Mobile Device as Scheduler Host (Samsung Galaxy S21 Ultra)¶
What it is: Running the APScheduler-based backend on an Android phone (Exynos 2100, 12 GB RAM) via Termux, as an alternative to the current low-spec laptop host.
Why interesting: The Exynos 2100 CPU is significantly faster than a 2nd/3rd gen Intel mobile chip, and 12 GB RAM comfortably fits Whisper + both FinBERT models simultaneously. A phone cooling accessory (clip-on Peltier cooler or fan grip) could address the main thermal concern for sustained workloads.

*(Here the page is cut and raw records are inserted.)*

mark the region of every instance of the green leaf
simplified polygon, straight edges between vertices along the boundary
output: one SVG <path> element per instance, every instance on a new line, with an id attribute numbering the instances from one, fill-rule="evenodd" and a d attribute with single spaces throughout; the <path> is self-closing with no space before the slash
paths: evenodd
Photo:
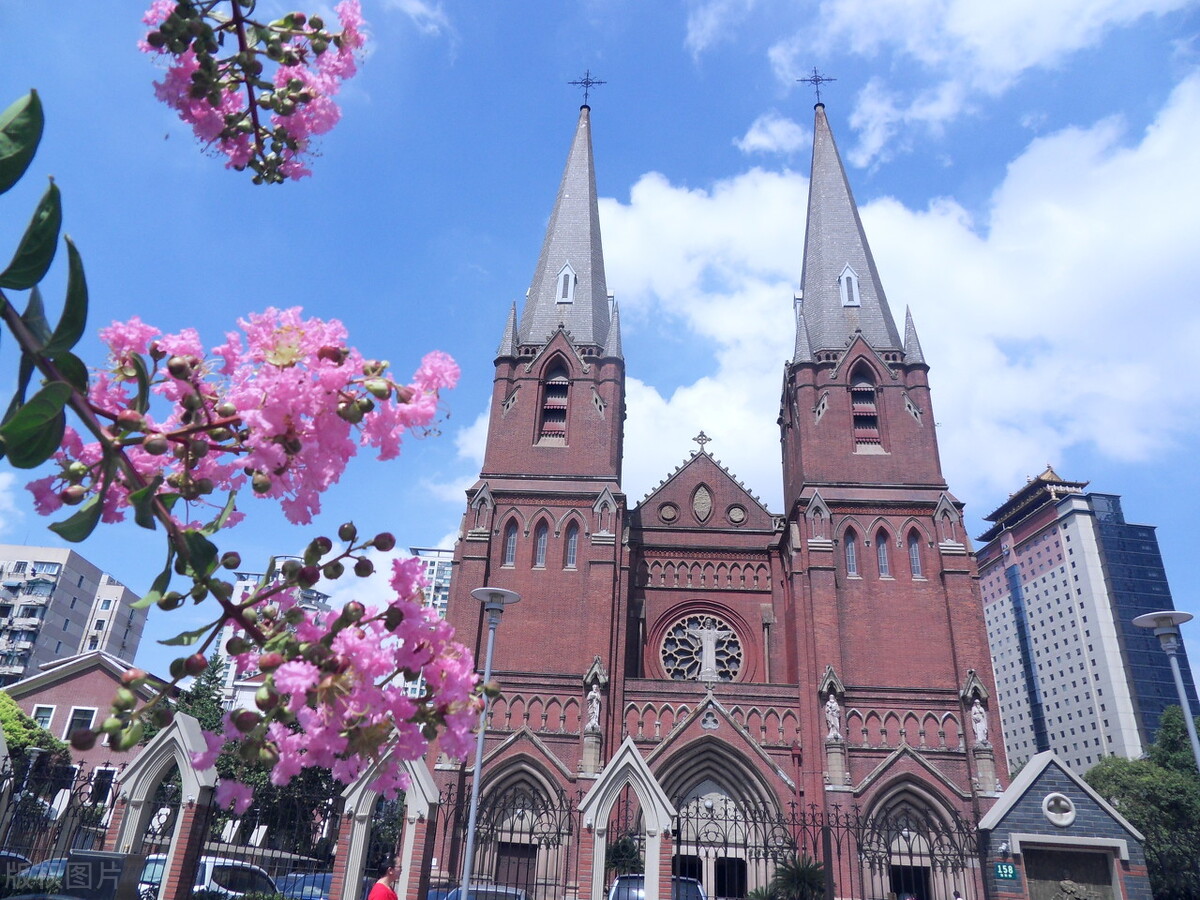
<path id="1" fill-rule="evenodd" d="M 138 392 L 133 399 L 133 408 L 140 413 L 150 409 L 150 373 L 146 369 L 146 361 L 135 353 L 131 358 L 133 375 L 137 379 Z"/>
<path id="2" fill-rule="evenodd" d="M 203 534 L 216 534 L 225 525 L 229 519 L 230 513 L 235 509 L 234 501 L 237 499 L 237 491 L 229 492 L 229 499 L 225 501 L 225 506 L 218 513 L 217 517 L 209 522 L 201 529 Z"/>
<path id="3" fill-rule="evenodd" d="M 217 567 L 217 545 L 199 531 L 185 531 L 184 543 L 188 548 L 188 566 L 200 577 L 212 574 Z"/>
<path id="4" fill-rule="evenodd" d="M 63 406 L 71 396 L 71 386 L 52 381 L 0 425 L 0 440 L 8 451 L 8 461 L 18 469 L 32 469 L 48 460 L 62 443 L 66 428 Z"/>
<path id="5" fill-rule="evenodd" d="M 21 321 L 25 323 L 25 327 L 33 332 L 33 336 L 38 339 L 41 344 L 50 340 L 50 323 L 46 321 L 46 304 L 42 302 L 42 292 L 38 290 L 37 285 L 34 285 L 32 291 L 29 292 L 29 303 L 25 306 L 25 312 L 21 313 Z"/>
<path id="6" fill-rule="evenodd" d="M 104 511 L 104 504 L 97 494 L 92 494 L 83 501 L 83 505 L 75 511 L 75 513 L 61 522 L 55 522 L 50 526 L 50 530 L 57 534 L 64 541 L 70 541 L 72 544 L 78 544 L 85 540 L 90 535 L 98 524 L 100 524 L 100 513 Z"/>
<path id="7" fill-rule="evenodd" d="M 148 606 L 153 606 L 162 599 L 163 593 L 171 584 L 171 563 L 175 561 L 174 552 L 167 553 L 167 564 L 163 566 L 163 570 L 158 573 L 158 577 L 150 585 L 150 590 L 142 597 L 141 600 L 135 600 L 129 604 L 133 609 L 145 609 Z"/>
<path id="8" fill-rule="evenodd" d="M 209 622 L 202 628 L 197 628 L 194 631 L 180 632 L 179 634 L 175 635 L 175 637 L 167 638 L 165 641 L 159 641 L 159 643 L 167 647 L 190 647 L 192 644 L 196 643 L 196 641 L 200 640 L 200 638 L 212 631 L 214 626 L 219 624 L 221 624 L 221 620 L 217 619 L 215 622 Z"/>
<path id="9" fill-rule="evenodd" d="M 67 300 L 62 318 L 54 326 L 54 334 L 42 348 L 46 356 L 58 356 L 74 347 L 83 337 L 83 329 L 87 325 L 88 290 L 87 279 L 83 275 L 83 258 L 69 237 L 64 237 L 63 241 L 67 245 Z"/>
<path id="10" fill-rule="evenodd" d="M 42 102 L 30 91 L 0 113 L 0 194 L 11 188 L 37 152 L 42 139 Z"/>
<path id="11" fill-rule="evenodd" d="M 148 485 L 138 488 L 129 495 L 129 501 L 133 504 L 133 520 L 151 531 L 157 527 L 153 509 L 154 494 L 162 486 L 162 483 L 162 476 L 155 475 L 154 480 Z"/>
<path id="12" fill-rule="evenodd" d="M 54 248 L 58 244 L 58 230 L 61 227 L 62 203 L 58 185 L 51 180 L 50 187 L 42 195 L 42 202 L 34 210 L 12 262 L 0 272 L 0 288 L 25 291 L 41 281 L 54 260 Z"/>
<path id="13" fill-rule="evenodd" d="M 87 393 L 88 368 L 82 359 L 74 353 L 64 351 L 54 357 L 54 365 L 58 368 L 58 374 L 62 375 L 71 387 L 81 394 Z"/>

Why not yet: Android process management requires a persistent wakelock to keep Termux alive. No CUDA support on Mali-G78 means Whisper still runs CPU-only. The Exynos 2100 specifically has a well-documented thermal throttling problem — it runs significantly hotter than the Snapdragon S21 Ultra and throttles under sustained load. Even with Whisper removed from the scheduler, FinBERT batch scoring causes bursts of heat; the laptop's fan makes it more reliable for always-on background work.
ARM64 compatibility: All packages in the stack are ARM64-safe — PyTorch, scikit-learn, transformers, and Whisper all have ARM64 wheels; FinanceDataReader is py3-none-any (pure Python, no compiled extensions).
What's needed to revisit: Spike on Termux + PyTorch + Whisper install on Exynos ARM; test sustained scheduler run with a phone cooling accessory; consider splitting architecture so the phone handles lighter jobs (prices, news) and offloads Whisper to a separate device.
financialdatasets.ai¶
What it is: REST API for US stock fundamentals — income statements, balance sheets, cash flows, SEC filings, insider trades, institutional holdings. 27,000+ tickers, 30+ years of history.
Why interesting: We have zero fundamental signals in the ML feature vector. Adding P/E, revenue growth, earnings surprises etc. could meaningfully improve prediction quality.
How it would fit: Scheduler job (quarterly cadence) fetching fundamentals per ticker → new DB table → new features in build_features().
Pricing: No free tier. Pay-as-you-go at $0.01–$0.10/call — cheap for our ~20-ticker universe fetched quarterly.